The Securitate files remain a complicated and dark part of recent Romanian history. In 2002, Le Monde published an article about the selective opening of the files. In this article, they profiled Doina Cornea's experience with her own files:
"I’ve always liked a cigarette with my coffee,” Doina Cornea continues. “At one point, I was contacted by a young African who was studying in Romania. He told me how much he admired me, and offered to carry my protest letters to the West. Each time he came to visit me, he would bring a packet of coffee, something you didn’t often see at that time. I suspected this young man was up to something, and my husband told me to stop accepting his gifts. But I always took his coffee. For a year, I drank coffee which I imagined was paid for by the Securitate, and had a lot of fun sending their informer off on wild goose chases. It turns out I was right. When I was able to read my file, I found reports the student had written about me. Sometimes he would exaggerate so as to look good. This is typical of informers. They make certain things out to be bigger than they are, so as to seem invaluable to their bosses.”
It was in April 2001 that Doina Cornea made her first request to see her secret police file. She had to jump a series of bureaucratic hurdles, but eventually, 28 voluminous files were opened to her on condition she go consult them in Bucharest, more than 400 kilometers (250 miles) from where she lives. “It’s been tough,” she admits. “My pension isn’t big enough to pay for frequent trips to Bucharest, or to pay for all the photocopying I’d have to do. I don’t think I’ll live long enough to read all they wrote about me.”
In spite of the revelations of human deception occasioned by her files, Cornea is glad she made the decision to see them.
In an interview with Ziua last year, Cornea noted that Romanians have gotten used to being ordered around.
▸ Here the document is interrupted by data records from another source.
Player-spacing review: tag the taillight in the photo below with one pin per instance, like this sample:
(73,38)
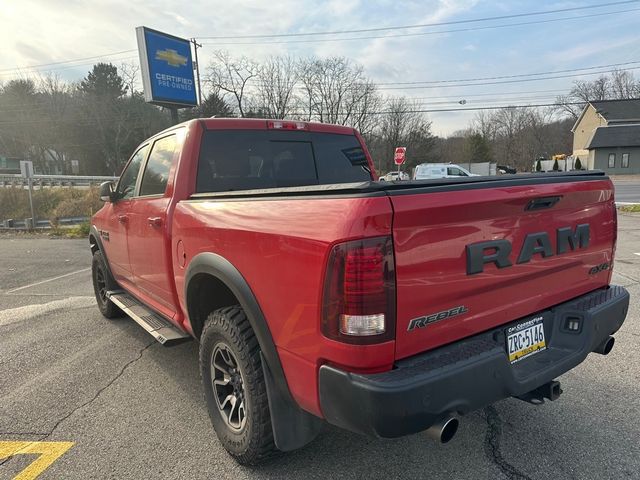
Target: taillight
(359,298)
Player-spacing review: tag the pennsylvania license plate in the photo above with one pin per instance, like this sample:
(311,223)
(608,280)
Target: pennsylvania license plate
(525,339)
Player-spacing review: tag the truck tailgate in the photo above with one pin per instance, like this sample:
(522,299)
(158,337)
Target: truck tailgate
(432,228)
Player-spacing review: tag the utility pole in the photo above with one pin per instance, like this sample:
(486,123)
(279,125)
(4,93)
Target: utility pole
(197,45)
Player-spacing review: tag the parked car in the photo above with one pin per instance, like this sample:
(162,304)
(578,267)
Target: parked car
(440,170)
(319,295)
(504,169)
(393,176)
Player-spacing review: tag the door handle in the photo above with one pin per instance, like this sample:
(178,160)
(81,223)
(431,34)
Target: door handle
(155,221)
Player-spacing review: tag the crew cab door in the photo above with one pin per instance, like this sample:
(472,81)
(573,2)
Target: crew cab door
(149,232)
(114,232)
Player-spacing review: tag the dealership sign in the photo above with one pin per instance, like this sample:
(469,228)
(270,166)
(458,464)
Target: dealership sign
(167,69)
(399,155)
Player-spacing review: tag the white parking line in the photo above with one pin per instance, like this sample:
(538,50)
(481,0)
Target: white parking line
(47,280)
(19,314)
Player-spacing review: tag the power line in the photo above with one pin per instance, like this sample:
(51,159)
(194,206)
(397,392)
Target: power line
(438,24)
(503,82)
(520,75)
(31,67)
(439,32)
(463,109)
(18,73)
(578,72)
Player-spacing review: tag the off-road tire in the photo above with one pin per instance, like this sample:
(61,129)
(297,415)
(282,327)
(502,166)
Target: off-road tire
(102,283)
(253,442)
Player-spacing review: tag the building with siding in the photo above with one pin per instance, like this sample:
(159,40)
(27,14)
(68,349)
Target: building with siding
(606,136)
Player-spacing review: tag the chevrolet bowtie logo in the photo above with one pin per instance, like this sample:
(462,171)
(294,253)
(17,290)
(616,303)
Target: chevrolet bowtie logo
(172,57)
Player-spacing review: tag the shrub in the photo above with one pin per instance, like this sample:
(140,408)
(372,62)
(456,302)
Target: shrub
(578,164)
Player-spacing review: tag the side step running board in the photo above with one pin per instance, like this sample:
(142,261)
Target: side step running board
(161,329)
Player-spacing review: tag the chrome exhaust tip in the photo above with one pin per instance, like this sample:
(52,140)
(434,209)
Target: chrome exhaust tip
(444,430)
(605,347)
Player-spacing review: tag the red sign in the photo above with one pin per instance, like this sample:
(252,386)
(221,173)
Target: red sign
(399,154)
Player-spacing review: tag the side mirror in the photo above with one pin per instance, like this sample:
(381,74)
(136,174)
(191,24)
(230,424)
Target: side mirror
(107,192)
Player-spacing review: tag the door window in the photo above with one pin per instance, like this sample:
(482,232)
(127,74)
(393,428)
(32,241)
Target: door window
(156,173)
(129,177)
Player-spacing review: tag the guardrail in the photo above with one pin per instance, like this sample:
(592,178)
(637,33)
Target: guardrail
(11,224)
(8,180)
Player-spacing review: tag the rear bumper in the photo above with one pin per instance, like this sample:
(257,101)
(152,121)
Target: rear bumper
(469,374)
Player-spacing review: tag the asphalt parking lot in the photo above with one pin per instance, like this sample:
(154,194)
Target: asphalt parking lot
(131,408)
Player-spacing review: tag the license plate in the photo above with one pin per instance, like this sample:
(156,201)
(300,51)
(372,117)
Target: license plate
(525,339)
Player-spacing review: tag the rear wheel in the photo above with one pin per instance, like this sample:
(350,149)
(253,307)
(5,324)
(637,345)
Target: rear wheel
(102,283)
(234,386)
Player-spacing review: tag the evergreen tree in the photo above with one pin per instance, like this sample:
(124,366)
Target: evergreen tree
(103,81)
(539,165)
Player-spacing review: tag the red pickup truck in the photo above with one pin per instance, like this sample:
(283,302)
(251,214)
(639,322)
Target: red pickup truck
(320,294)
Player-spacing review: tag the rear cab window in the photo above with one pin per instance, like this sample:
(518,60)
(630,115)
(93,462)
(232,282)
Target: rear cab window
(255,159)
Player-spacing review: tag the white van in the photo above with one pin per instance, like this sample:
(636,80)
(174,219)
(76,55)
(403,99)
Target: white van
(425,171)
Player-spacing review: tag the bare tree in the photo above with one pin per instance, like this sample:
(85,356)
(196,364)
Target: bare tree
(401,125)
(335,91)
(278,78)
(232,75)
(130,73)
(621,84)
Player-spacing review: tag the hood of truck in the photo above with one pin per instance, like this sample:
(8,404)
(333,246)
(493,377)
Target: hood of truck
(447,299)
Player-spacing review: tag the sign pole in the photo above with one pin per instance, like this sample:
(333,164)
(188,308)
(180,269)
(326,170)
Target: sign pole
(197,45)
(33,215)
(174,115)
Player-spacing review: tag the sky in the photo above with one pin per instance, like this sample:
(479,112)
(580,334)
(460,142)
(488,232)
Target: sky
(37,32)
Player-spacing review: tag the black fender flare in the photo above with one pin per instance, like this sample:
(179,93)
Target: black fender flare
(292,426)
(95,235)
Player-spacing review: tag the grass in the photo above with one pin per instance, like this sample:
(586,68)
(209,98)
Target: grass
(49,203)
(631,208)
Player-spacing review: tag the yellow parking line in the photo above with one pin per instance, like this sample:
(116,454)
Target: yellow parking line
(49,453)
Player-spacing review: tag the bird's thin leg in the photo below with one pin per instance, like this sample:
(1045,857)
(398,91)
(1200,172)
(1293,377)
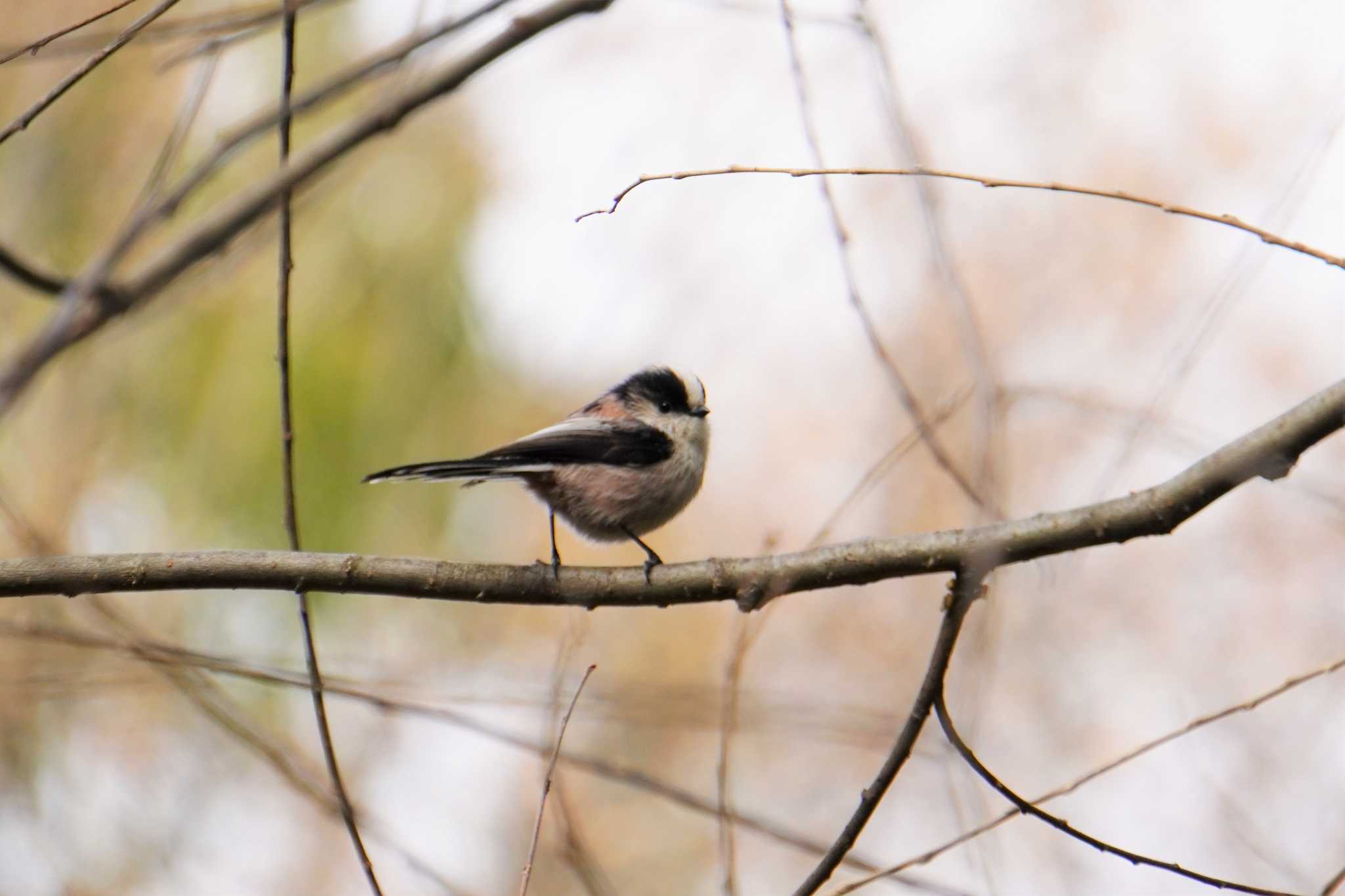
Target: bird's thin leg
(556,555)
(651,561)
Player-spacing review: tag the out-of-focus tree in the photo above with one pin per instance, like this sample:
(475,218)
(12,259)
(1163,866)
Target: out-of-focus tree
(1059,350)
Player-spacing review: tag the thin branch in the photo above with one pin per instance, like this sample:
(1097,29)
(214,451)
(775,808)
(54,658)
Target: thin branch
(79,319)
(1268,452)
(1334,883)
(728,726)
(963,590)
(884,465)
(181,128)
(1247,706)
(852,282)
(287,453)
(546,781)
(159,653)
(218,22)
(89,65)
(965,309)
(30,276)
(42,42)
(1229,221)
(1059,824)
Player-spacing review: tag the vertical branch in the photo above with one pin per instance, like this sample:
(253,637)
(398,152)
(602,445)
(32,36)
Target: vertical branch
(910,152)
(899,382)
(287,445)
(546,781)
(966,587)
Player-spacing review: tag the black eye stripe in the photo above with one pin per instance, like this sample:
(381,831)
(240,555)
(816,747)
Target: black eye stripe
(659,386)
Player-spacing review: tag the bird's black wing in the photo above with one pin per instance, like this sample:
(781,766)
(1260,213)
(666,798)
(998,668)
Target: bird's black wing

The post-communist period has been more difficult because everyone is a little "lost" or disoriented, searching for a leader or a scapegoat. Cornea also shares her perspectives on Romanian politicians, monarchy, and civil society in this interview. She does not appear to have suffered for seeing her Securitate file.
Perhaps the emigre situation is different. Every year, as we purchase our tickets to visit Romania, my mother struggles with the decision of whether to request her files. She is sure that the files will be damning, for a defector in 1979 was nothing if not an enemy of the communist state. Selfishly, I hope that this year, she will make the appeal. My interests are impure-- I am fascinated by history, seduced by the prospect of first-hand accounts of the communist bureaucracy, haunted by dreams of bygone totalitarianisms.